Yazarımız bizim için harika karakterler yaratmıştı, hepsi çok derinlikli ve
katmanlıydı. En çok önem verdiğim şey bir rolü oynarken yeterince ilginç şeyler
yapıp yapamayacağımdır. İlginç şeyler yapan karakterin kız arkadaşı ya da
annesi falan olmak istemem. Bir beyzbol fenomenini oynadım, bir beyzbol
fenomeninin kız arkadaşını değil. Bu yüzden biraz şımarmış olabilirim. İlk
bölümde çok fazla şey yapma imkanı buldum. İlerleyen bölümlerde olacak bazı
şeyleri bildiğim için söyleyebilirim ki dizi devam ettikçe daha fazlası da
olacak.
Jeremy Slater: Evet, onu biraz zorlayacağım.

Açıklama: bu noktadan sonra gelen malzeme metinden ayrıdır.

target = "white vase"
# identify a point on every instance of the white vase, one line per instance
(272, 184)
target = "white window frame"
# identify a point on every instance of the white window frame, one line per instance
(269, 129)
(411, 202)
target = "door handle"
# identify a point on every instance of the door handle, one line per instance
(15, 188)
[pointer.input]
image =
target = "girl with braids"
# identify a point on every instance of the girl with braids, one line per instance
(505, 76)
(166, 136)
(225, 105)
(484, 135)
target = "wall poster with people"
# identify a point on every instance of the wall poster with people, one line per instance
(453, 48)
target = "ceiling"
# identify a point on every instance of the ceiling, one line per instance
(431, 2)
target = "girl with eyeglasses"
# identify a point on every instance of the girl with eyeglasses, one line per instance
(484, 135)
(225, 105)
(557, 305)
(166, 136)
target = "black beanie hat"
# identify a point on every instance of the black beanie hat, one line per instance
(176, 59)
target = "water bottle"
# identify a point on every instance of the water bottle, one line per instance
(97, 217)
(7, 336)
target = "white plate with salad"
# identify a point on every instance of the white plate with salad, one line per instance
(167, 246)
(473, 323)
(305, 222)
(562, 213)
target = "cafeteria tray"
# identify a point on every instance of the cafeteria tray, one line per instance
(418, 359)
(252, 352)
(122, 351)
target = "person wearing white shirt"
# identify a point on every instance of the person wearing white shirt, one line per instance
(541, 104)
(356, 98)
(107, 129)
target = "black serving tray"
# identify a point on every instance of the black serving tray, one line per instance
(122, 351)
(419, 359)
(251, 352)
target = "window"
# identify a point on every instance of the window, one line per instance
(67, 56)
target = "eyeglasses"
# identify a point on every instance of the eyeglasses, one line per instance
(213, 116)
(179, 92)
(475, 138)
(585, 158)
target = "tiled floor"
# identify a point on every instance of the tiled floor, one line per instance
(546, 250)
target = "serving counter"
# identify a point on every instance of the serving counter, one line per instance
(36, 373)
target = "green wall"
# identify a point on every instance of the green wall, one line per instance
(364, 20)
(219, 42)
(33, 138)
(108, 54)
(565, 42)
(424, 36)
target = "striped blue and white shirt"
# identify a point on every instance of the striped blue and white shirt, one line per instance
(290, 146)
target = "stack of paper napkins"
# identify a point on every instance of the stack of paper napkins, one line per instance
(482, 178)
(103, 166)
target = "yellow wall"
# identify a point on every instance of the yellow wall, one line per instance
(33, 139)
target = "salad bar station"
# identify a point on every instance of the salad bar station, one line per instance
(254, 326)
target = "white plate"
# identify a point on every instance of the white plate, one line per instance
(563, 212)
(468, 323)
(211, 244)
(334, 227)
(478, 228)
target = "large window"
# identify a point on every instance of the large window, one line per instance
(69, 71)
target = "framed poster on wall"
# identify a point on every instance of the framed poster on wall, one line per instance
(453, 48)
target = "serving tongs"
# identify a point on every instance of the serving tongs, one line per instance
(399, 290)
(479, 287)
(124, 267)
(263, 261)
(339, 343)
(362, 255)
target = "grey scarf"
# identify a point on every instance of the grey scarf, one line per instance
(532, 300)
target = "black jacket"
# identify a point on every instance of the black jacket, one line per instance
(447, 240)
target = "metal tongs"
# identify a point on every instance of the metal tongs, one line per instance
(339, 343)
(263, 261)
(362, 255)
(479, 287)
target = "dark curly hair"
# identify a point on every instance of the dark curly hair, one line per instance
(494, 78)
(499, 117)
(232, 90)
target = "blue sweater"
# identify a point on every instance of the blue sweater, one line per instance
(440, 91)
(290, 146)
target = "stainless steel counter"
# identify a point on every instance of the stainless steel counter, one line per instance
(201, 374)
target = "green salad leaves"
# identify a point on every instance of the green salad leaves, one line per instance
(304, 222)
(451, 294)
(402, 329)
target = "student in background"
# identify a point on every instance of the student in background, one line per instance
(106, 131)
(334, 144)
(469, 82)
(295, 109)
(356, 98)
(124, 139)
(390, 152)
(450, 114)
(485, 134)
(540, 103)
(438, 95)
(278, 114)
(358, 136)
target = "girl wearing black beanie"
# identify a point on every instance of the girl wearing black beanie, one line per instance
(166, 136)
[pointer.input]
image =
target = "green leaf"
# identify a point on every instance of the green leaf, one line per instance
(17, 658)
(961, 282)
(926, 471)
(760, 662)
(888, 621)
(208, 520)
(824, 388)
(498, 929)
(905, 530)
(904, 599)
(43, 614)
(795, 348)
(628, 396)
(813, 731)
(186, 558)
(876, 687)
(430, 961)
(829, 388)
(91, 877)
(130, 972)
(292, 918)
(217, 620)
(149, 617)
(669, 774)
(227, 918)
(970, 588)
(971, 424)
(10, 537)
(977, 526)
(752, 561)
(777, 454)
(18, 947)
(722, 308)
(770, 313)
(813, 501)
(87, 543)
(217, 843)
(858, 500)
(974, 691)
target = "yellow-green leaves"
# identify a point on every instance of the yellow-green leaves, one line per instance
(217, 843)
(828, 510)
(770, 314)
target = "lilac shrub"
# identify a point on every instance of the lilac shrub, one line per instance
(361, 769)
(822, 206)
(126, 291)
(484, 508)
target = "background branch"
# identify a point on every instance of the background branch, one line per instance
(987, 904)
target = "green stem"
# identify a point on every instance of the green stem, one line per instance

● Bir tür işinde yer alacak olmak sizi hiç endişelendirdi
mi?
GD: Hayır, korku dahil pek çok tür
filminde oynadım. Korku filmlerine bayılıyorum. The Exorcist yaşadığım en korkunç deneyimdi, herkes gibi çocukken
beni de derinden etkiledi. Çok sevilen bir filmin üstüne bir şey
koyamayacağımızdan endişelendik mi diye sorarsanız cevabım hayır olur. Bence
asıl güzel olan şey aynı dünyada geçmemiz, filmdeki olayların yaşandığını ama
üzerinden onlarca yıl geçtiğini ilk bölümde belirtmemiz ve her şeyin yeniden
başlamış olma tehlikesi.
● Şu an televizyonun altın çağında olduğumuz söyleniyor. Bu
konuda ne düşünüyorsunuz?
GD: Televizyon her geçen gün daha
iyiye gidiyor. İnsanlar çok fazla kanal olduğundan falan şikayet ediyor ama ben
bu durumdan çok hoşnutum, bence harika bir şey. O kadar çok dizi var ki ben
bile hepsine bakamıyorum. Ama insanların bizim dizi için vakit ayıracağını
düşünüyorum. Televizyon harika bir mecra ve bence artık eskisi gibi olumsuz bir
algısı da yok. Eğer rol güzelse televizyona iş yapmayacak bir oyuncu
düşünemiyorum. Özellikle de daha kısa diziler çekebildiğimiz şu dönemde.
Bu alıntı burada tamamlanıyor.